Quelle gloire mérite donc, Monsieur, celui qui comme vous, trompe si adroitement ses auditeurs, qu’il leur fait passer des mensonges agréables [NP6] pour des vérités historiques ? Certes après de si rares productions de votre esprit, je ne m’étonne plus si nos pères ont dressé des statues aux inventeurs des belles choses, ni s’ils les ont tenus pour des dieux, ou du moins pour des personnes extraordinaires. Mais je ne puis assez m’étonner de l’aveuglement de ces esprits, qui se figurent qu’il y a moins de difficultés de mettre au jour ce qui n’est point, que d’ajouter à ce qui est déjà fait. Il faut qu’ils confessent eux-mêmes, que l’histoire est un excellent crayon, où la posture des personnages est déjà naturellement exprimée ; si bien qu’il ne reste plus qu’à y donner le coloris, pour en faire un admirable tableau20 .

Mais nous ne tirons pas ce secours des pièces que nous inventons : ce ne sont que formes sans formes, qu’espaces vides, que nous devons remplir de choses qui ne sont point en l’être des choses ; notre esprit n’y trouve ni modèle, ni soutien : il s’appuie sur ces propres forces, et il est tout ensemble, et le peintre, et le tableau de ses ouvrages ; enfin il fait en soi-même ce que Dieu fit autrefois hors de soi : il donne l’être à des merveilles qu’il appelle du néant, et tire de soi sans nul secours ce que sa raison débite à tous les hommes.

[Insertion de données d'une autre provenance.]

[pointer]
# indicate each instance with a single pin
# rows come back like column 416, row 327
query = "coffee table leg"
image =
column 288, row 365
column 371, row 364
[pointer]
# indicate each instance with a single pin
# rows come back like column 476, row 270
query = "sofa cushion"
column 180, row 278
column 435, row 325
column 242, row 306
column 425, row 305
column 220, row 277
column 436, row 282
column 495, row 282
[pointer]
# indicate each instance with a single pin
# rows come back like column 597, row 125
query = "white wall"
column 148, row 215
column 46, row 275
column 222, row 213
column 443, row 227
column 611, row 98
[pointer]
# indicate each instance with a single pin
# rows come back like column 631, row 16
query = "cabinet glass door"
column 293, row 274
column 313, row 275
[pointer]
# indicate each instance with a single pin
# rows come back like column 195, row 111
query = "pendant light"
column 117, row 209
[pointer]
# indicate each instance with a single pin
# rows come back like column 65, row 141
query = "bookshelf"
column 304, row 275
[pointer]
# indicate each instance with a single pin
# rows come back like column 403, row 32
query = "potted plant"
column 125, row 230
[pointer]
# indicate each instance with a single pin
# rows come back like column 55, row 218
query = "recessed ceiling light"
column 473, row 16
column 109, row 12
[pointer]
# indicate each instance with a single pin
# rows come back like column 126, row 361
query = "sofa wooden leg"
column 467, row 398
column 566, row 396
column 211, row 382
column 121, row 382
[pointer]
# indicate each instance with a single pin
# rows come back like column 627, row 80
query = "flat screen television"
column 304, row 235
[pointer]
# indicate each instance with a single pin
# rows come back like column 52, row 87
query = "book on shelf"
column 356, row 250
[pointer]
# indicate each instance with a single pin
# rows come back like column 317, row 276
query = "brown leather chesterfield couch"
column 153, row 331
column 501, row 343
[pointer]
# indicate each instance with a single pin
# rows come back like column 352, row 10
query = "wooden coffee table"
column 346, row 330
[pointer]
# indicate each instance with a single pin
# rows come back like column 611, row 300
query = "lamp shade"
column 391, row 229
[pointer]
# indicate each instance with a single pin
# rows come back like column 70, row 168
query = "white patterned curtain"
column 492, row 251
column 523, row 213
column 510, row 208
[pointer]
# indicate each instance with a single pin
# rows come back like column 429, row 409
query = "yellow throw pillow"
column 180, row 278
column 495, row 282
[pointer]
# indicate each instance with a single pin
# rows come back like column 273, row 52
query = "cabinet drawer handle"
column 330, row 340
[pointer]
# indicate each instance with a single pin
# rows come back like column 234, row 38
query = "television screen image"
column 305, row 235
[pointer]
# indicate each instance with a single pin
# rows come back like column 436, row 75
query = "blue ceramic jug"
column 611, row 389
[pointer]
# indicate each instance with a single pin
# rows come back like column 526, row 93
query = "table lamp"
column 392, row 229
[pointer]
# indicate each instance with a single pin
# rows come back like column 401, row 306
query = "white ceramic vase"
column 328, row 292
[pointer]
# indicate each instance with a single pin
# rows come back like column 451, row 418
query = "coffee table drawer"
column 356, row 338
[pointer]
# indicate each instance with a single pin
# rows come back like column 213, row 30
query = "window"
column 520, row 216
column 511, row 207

[NP7] Est-il donc possible, Monsieur, que vos censeurs se persuadent qu’il n’y a presque ni peine, ni gloire à faire une chose qui nous égale en quelque sorte à la Toute-puissance ? Certes, il ne fut jamais de créance plus erronée que la leur, mais il ne s’en faut pas étonner : l’esprit a ses maladies comme le corps, et la plus incurable de toutes est l’opinion. Toutefois s’ils désirent de sortir d’erreur, ils n’ont qu’à travailler à l’invention de quelque beau sujet de théâtre ; ils reconnaîtront bientôt la difficulté de l’ouvrage par la faiblesse de l’ouvrier. Ils broncheront à chaque pas, n’étant plus appuyés de l’histoire, et ces Anthées21 perdront l’haleine si tôt qu’ils perdront la terre. Alors ils quitteront leurs sentiments pour prendre les miens, et confesseront que La Belle Esclave ne vous a pas coûté si peu comme ils se figurent. Les chefs-d’œuvre ne se font pas facilement, et je ne m’y connais point, ou jamais il n’en fut un plus achevé que celui-ci. Mais employer des couleurs si sombres que les miennes à peindre en raccourci dans une lettre cette adorable captive, c’est imiter les astrologues, qui mesurent la lune par l’ombre de la terre, et la terre par un point.